On the road to the town they passed many other caravans, all bound on the same errand, coming like swallows to a warmer clime.
Rosalie's father went first to an open space or stable-yard, where the caravans were stowed away for the winter. Here he left Rosalie for some time, whilst he went to look for lodgings in the town. Then he and the men removed from the caravans the things which they would need, and carried them to their new quarters. When all was arranged, Augustus told the child to follow him, and led the way through the town.
How Rosalie wondered to what kind of a place she was going! They went down several streets, wound in and out of different squares and courts, and the child had to run every now and then to keep up with her father's long strides. At last they came to a winding street full of tall, gloomy houses, before one of which her father stopped and knocked at the door. Some ragged children, without shoes or stockings, were sitting on the steps, and moved off as Rosalie and her father came up.
The door was opened by a girl about fifteen years old, with a miserable, careworn face, and dressed in an untidy, torn frock, which had lost all its hooks, and was fastened with large white pins.
'Where's your mistress?' said Augustus Joyce.
The girl led the way to the back of the house, and opened the door of a dismal parlour, smelling strongly of tobacco.
Rosalie gazed round her at the dirty paper on the walls, and the greasy chair-covers and the ragged carpet, and was not favourably impressed with her new abode. There were some vulgar prints in equally vulgar frames hanging on the walls; a bunch of paper flowers, a strange mixture of pink and red, blue and green and orange, was standing on the table, and several penny numbers and low periodicals were lying on the chairs, as if some one had just been reading them.
Then the door opened, and the mistress of the house entered.

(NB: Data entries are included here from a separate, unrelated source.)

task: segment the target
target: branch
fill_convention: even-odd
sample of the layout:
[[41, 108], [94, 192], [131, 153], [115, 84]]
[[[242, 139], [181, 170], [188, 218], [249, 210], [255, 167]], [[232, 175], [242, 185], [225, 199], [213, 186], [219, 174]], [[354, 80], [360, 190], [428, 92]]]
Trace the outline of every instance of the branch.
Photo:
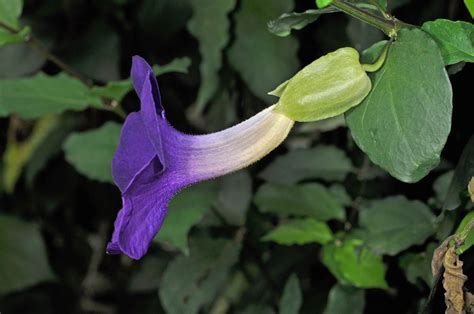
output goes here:
[[356, 19], [377, 27], [390, 38], [396, 38], [398, 31], [402, 27], [412, 27], [412, 25], [404, 23], [389, 14], [384, 14], [384, 17], [380, 17], [371, 12], [364, 11], [345, 0], [333, 0], [331, 5]]
[[[18, 34], [20, 31], [5, 24], [4, 22], [0, 21], [0, 28], [3, 28], [10, 32], [11, 34]], [[59, 68], [61, 68], [64, 72], [68, 73], [69, 75], [77, 78], [80, 80], [82, 83], [85, 85], [92, 87], [93, 82], [92, 80], [84, 77], [81, 73], [78, 71], [74, 70], [72, 67], [68, 66], [65, 62], [63, 62], [61, 59], [59, 59], [56, 55], [54, 55], [49, 49], [46, 47], [43, 42], [41, 42], [38, 38], [36, 38], [33, 34], [28, 34], [24, 38], [25, 43], [29, 44], [30, 46], [34, 47], [37, 49], [39, 52], [41, 52], [48, 60], [56, 64]]]

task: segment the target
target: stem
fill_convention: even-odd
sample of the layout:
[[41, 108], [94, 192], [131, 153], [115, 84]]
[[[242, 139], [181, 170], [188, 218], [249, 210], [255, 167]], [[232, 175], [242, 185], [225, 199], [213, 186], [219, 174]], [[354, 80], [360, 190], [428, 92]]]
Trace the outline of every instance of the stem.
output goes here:
[[92, 256], [87, 268], [87, 273], [82, 281], [82, 289], [86, 297], [92, 297], [95, 293], [97, 274], [102, 258], [105, 256], [105, 247], [107, 244], [107, 231], [109, 226], [105, 222], [99, 224], [99, 230], [96, 235], [91, 237], [89, 244], [92, 249]]
[[122, 106], [120, 106], [120, 103], [118, 103], [116, 100], [102, 98], [102, 103], [105, 106], [105, 110], [113, 112], [123, 120], [127, 118], [127, 112], [123, 110]]
[[117, 107], [114, 107], [112, 110], [113, 113], [115, 113], [117, 116], [119, 116], [120, 118], [122, 118], [123, 120], [125, 120], [127, 118], [127, 115], [128, 113], [123, 110], [123, 108], [121, 106], [117, 106]]
[[380, 16], [361, 10], [357, 6], [345, 2], [344, 0], [333, 0], [332, 5], [341, 10], [342, 12], [349, 14], [352, 17], [355, 17], [356, 19], [359, 19], [367, 24], [377, 27], [389, 37], [395, 37], [397, 35], [397, 31], [400, 29], [398, 20], [396, 20], [395, 18], [381, 18]]
[[[7, 30], [8, 32], [12, 34], [18, 34], [20, 31], [3, 23], [0, 22], [0, 27]], [[59, 59], [57, 56], [55, 56], [51, 51], [48, 50], [46, 45], [44, 45], [39, 39], [37, 39], [33, 34], [28, 34], [25, 37], [25, 42], [35, 49], [37, 49], [39, 52], [41, 52], [48, 60], [56, 64], [59, 68], [61, 68], [64, 72], [68, 73], [71, 76], [74, 76], [78, 80], [80, 80], [82, 83], [86, 84], [89, 87], [92, 87], [93, 83], [91, 80], [88, 78], [85, 78], [81, 73], [77, 72], [70, 66], [68, 66], [66, 63], [64, 63], [61, 59]]]
[[383, 49], [382, 53], [378, 57], [377, 61], [375, 61], [375, 63], [362, 64], [362, 68], [364, 69], [365, 72], [376, 72], [382, 67], [382, 65], [385, 62], [385, 58], [387, 57], [388, 48], [390, 47], [391, 44], [392, 44], [392, 40], [387, 42], [387, 44], [385, 45], [385, 48]]
[[380, 2], [378, 2], [378, 0], [369, 0], [369, 3], [371, 3], [373, 6], [375, 6], [379, 12], [383, 15], [383, 17], [385, 19], [390, 19], [390, 14], [388, 14], [386, 11], [385, 11], [385, 8], [383, 8], [381, 5], [380, 5]]
[[75, 78], [77, 78], [78, 80], [80, 80], [82, 83], [84, 83], [85, 85], [89, 87], [93, 86], [93, 83], [90, 79], [84, 77], [81, 73], [77, 72], [76, 70], [68, 66], [66, 63], [64, 63], [61, 59], [59, 59], [54, 54], [52, 54], [48, 50], [48, 48], [33, 35], [29, 35], [25, 41], [28, 44], [30, 44], [32, 47], [40, 51], [42, 54], [44, 54], [45, 57], [48, 58], [48, 60], [56, 64], [59, 68], [61, 68], [67, 74], [74, 76]]
[[0, 21], [0, 27], [6, 29], [7, 31], [9, 31], [12, 34], [16, 34], [16, 33], [19, 32], [18, 30], [16, 30], [13, 27], [3, 23], [2, 21]]
[[230, 278], [220, 296], [214, 302], [210, 314], [226, 314], [230, 307], [236, 304], [249, 287], [249, 282], [243, 271], [237, 271]]

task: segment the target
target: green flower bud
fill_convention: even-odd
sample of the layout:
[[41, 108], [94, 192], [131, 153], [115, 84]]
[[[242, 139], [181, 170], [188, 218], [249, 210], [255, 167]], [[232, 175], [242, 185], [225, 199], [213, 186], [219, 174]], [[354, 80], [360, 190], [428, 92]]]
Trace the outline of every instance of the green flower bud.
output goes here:
[[270, 94], [275, 111], [300, 121], [340, 115], [358, 105], [371, 89], [370, 78], [353, 48], [340, 48], [312, 62]]

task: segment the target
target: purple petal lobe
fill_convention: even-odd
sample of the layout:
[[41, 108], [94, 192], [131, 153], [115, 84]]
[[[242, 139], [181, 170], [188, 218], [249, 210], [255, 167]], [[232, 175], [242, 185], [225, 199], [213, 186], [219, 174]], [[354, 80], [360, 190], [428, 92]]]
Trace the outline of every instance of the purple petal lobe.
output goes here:
[[163, 223], [168, 203], [176, 188], [167, 184], [166, 175], [150, 182], [153, 163], [138, 176], [132, 190], [123, 195], [123, 207], [114, 224], [107, 253], [124, 253], [140, 259]]
[[146, 134], [140, 114], [131, 113], [125, 121], [112, 161], [112, 176], [120, 191], [125, 192], [150, 161], [156, 151]]
[[164, 110], [161, 105], [158, 82], [153, 69], [139, 56], [133, 57], [131, 72], [133, 86], [140, 98], [140, 115], [146, 128], [146, 134], [164, 165], [162, 138], [158, 129], [158, 120], [164, 119]]
[[[155, 152], [160, 158], [163, 166], [166, 167], [165, 154], [163, 152], [163, 140], [162, 134], [160, 131], [160, 125], [163, 122], [166, 122], [164, 117], [164, 111], [161, 112], [161, 115], [157, 115], [156, 106], [155, 106], [155, 97], [153, 95], [153, 86], [158, 86], [153, 72], [148, 75], [147, 80], [143, 82], [140, 96], [140, 116], [142, 117], [143, 124], [145, 125], [146, 134], [148, 139], [155, 148]], [[158, 88], [158, 87], [156, 87]]]
[[134, 56], [132, 59], [132, 71], [131, 71], [133, 87], [138, 95], [138, 97], [142, 94], [143, 84], [146, 81], [151, 83], [153, 97], [156, 106], [156, 112], [161, 114], [163, 111], [163, 106], [161, 105], [161, 95], [160, 89], [158, 88], [158, 82], [156, 81], [155, 74], [153, 73], [153, 69], [151, 66], [140, 56]]

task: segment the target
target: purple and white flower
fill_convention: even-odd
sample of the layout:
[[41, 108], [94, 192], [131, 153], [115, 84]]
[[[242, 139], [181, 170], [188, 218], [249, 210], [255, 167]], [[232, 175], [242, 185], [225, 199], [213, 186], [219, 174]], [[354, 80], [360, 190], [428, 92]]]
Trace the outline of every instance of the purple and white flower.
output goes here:
[[133, 58], [131, 75], [141, 109], [127, 117], [112, 163], [123, 207], [107, 252], [139, 259], [179, 190], [261, 159], [286, 138], [294, 121], [271, 106], [220, 132], [184, 134], [166, 120], [158, 83], [144, 59]]

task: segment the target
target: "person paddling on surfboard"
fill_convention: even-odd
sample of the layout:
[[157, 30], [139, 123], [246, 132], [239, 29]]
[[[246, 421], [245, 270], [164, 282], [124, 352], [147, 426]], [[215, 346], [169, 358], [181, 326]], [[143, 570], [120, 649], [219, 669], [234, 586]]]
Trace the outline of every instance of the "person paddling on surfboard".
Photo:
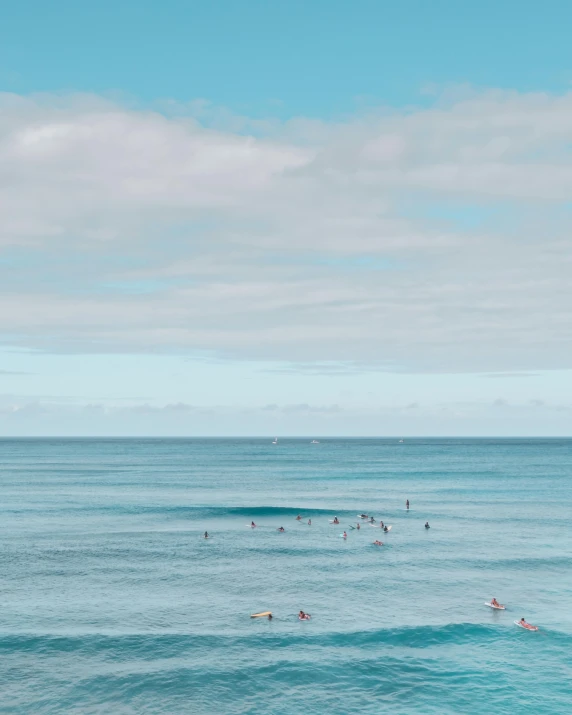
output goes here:
[[358, 529], [358, 531], [359, 531], [359, 529], [361, 529], [361, 526], [359, 525], [359, 521], [358, 521], [358, 523], [356, 524], [356, 529]]
[[255, 524], [253, 521], [251, 521], [251, 522], [250, 522], [250, 526], [251, 526], [251, 528], [254, 529], [254, 527], [256, 526], [256, 524]]
[[518, 622], [519, 626], [522, 626], [522, 628], [527, 628], [529, 631], [537, 631], [538, 627], [533, 626], [531, 623], [527, 623], [524, 618], [521, 618], [520, 621]]
[[209, 532], [205, 531], [205, 539], [208, 539], [208, 538], [209, 538]]
[[496, 598], [491, 599], [491, 606], [494, 606], [495, 608], [502, 608]]
[[304, 613], [304, 611], [300, 611], [300, 613], [298, 614], [298, 618], [301, 621], [309, 621], [311, 616], [309, 613]]
[[340, 522], [338, 521], [338, 517], [334, 516], [334, 520], [333, 520], [332, 524], [339, 524], [339, 523]]
[[308, 519], [308, 526], [312, 526], [312, 520]]
[[342, 537], [343, 537], [344, 539], [347, 539], [347, 538], [348, 538], [348, 535], [346, 534], [345, 531], [344, 531], [344, 533], [342, 534]]
[[300, 514], [298, 514], [298, 516], [296, 517], [296, 521], [302, 521], [302, 517], [300, 516]]
[[409, 499], [407, 499], [407, 500], [405, 501], [405, 508], [406, 508], [406, 509], [409, 509]]
[[430, 528], [431, 528], [431, 527], [429, 526], [429, 522], [428, 522], [428, 521], [425, 522], [425, 528], [426, 528], [426, 529], [430, 529]]
[[284, 527], [281, 526], [279, 529], [276, 529], [276, 531], [284, 531]]
[[374, 541], [373, 542], [375, 546], [383, 546], [383, 541]]

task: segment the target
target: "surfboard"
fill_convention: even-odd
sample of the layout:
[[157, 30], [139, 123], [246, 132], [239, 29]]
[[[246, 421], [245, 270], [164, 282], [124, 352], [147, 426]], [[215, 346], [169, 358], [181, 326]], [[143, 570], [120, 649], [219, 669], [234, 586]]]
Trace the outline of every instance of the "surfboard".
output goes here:
[[505, 606], [493, 606], [492, 603], [485, 603], [485, 606], [488, 606], [489, 608], [494, 608], [494, 609], [497, 610], [497, 611], [504, 611], [504, 610], [506, 610], [506, 609], [505, 609]]
[[262, 613], [253, 613], [251, 618], [264, 618], [264, 616], [271, 616], [272, 611], [263, 611]]
[[347, 535], [344, 536], [343, 534], [340, 534], [340, 539], [347, 539]]
[[309, 621], [310, 618], [311, 618], [311, 616], [306, 616], [305, 618], [300, 618], [300, 616], [298, 616], [299, 621]]
[[362, 516], [361, 514], [357, 514], [357, 518], [358, 518], [358, 519], [369, 519], [369, 516], [367, 516], [367, 514], [366, 514], [366, 516]]
[[339, 524], [340, 523], [339, 521], [334, 521], [333, 519], [328, 519], [328, 521], [330, 522], [330, 524]]
[[514, 625], [519, 626], [520, 628], [524, 628], [525, 631], [537, 631], [538, 630], [537, 626], [532, 626], [531, 628], [527, 628], [526, 626], [523, 626], [520, 621], [515, 621]]

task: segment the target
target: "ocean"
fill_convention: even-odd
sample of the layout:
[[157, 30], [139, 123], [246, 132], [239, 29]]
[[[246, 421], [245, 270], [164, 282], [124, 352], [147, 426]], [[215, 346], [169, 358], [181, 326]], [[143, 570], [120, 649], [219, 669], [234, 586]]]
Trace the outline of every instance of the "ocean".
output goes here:
[[571, 527], [566, 439], [4, 439], [0, 712], [569, 714]]

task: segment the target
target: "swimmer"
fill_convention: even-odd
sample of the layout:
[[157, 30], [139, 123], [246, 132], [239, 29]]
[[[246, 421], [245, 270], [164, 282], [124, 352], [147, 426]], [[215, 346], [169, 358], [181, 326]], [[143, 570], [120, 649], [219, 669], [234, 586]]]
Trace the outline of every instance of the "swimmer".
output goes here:
[[389, 529], [387, 528], [387, 526], [384, 526], [384, 527], [383, 527], [383, 530], [385, 531], [386, 534], [387, 534], [387, 532], [389, 531]]
[[338, 521], [338, 517], [334, 516], [334, 521], [332, 522], [332, 524], [339, 524], [339, 523], [340, 522]]
[[296, 517], [296, 521], [302, 521], [302, 517], [300, 516], [300, 514], [298, 514], [298, 516]]
[[342, 534], [342, 536], [344, 537], [344, 539], [347, 539], [347, 538], [348, 538], [348, 535], [346, 534], [345, 531], [344, 531], [344, 533]]
[[367, 519], [367, 514], [360, 514], [360, 519]]
[[276, 531], [284, 531], [284, 527], [281, 526], [279, 529], [276, 529]]
[[373, 542], [374, 546], [383, 546], [383, 541], [374, 541]]
[[380, 522], [379, 522], [379, 528], [380, 528], [380, 529], [383, 529], [384, 526], [385, 526], [385, 524], [383, 523], [383, 521], [380, 521]]
[[308, 526], [312, 526], [312, 520], [308, 519]]
[[253, 521], [251, 521], [251, 522], [250, 522], [250, 528], [251, 528], [251, 529], [254, 529], [255, 526], [256, 526], [256, 524], [255, 524]]
[[356, 525], [356, 528], [357, 528], [358, 531], [361, 529], [361, 526], [359, 525], [359, 521], [358, 521], [358, 523], [357, 523], [357, 525]]
[[269, 620], [269, 621], [272, 620], [272, 614], [271, 614], [271, 613], [268, 614], [268, 620]]
[[406, 502], [405, 502], [405, 508], [406, 508], [406, 509], [409, 509], [409, 499], [407, 499]]
[[426, 528], [426, 529], [430, 529], [430, 528], [431, 528], [431, 527], [429, 526], [429, 522], [428, 522], [428, 521], [425, 522], [425, 528]]
[[210, 538], [210, 537], [209, 537], [209, 532], [208, 532], [208, 531], [205, 531], [205, 536], [204, 536], [204, 538], [205, 538], [205, 539], [209, 539], [209, 538]]
[[369, 523], [370, 523], [370, 524], [375, 524], [375, 519], [373, 518], [373, 516], [370, 516], [370, 518], [369, 518]]
[[304, 611], [300, 611], [300, 613], [298, 614], [298, 618], [301, 621], [309, 621], [311, 616], [309, 613], [304, 613]]
[[497, 608], [502, 608], [502, 606], [500, 605], [500, 603], [497, 601], [496, 598], [492, 599], [491, 606], [496, 606]]
[[527, 623], [524, 618], [521, 618], [520, 621], [518, 622], [519, 626], [522, 626], [523, 628], [527, 628], [529, 631], [537, 631], [538, 627], [533, 626], [531, 623]]

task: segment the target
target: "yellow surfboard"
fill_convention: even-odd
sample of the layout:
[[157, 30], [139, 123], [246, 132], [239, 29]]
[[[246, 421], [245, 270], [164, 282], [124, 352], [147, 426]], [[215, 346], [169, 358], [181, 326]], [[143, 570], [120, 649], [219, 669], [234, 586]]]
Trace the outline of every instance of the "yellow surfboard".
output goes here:
[[264, 618], [264, 616], [271, 616], [272, 611], [264, 611], [264, 613], [253, 613], [251, 618]]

She was an actress, Rosalie felt sure of that the first moment she saw her; she was dressed in a faded, greasy silk dress which swept up the dust of the floor as she walked in, and she greeted her new lodgers with an overpowering bow.
She took Rosalie upstairs, past several landings, where doors opened and people peered out to catch a glimpse of the new lodger, up to a little attic in the roof, which was to be Rosalie's sleeping-place. It was full of boxes and lumber, which the lady of the house had stowed there to be out of the way; but in one corner the boxes were pushed on one side, and a little bed was put up for the child to sleep on, and a basin was set on one of the boxes for her to wash in. Rosalie's own box was already there; her father had brought it up for her before she arrived, and she was pleased to find that it was still uncorded. There were treasures in that box which no one in that house must see!
The lady of the house told Rosalie that in a few minutes her supper would be ready, and that she must make haste and come downstairs. So the child hastily took off her hat and jacket, and went down the numerous stairs to a room in the front of the house, where tea was provided for those lodgers who boarded with the lady of the house.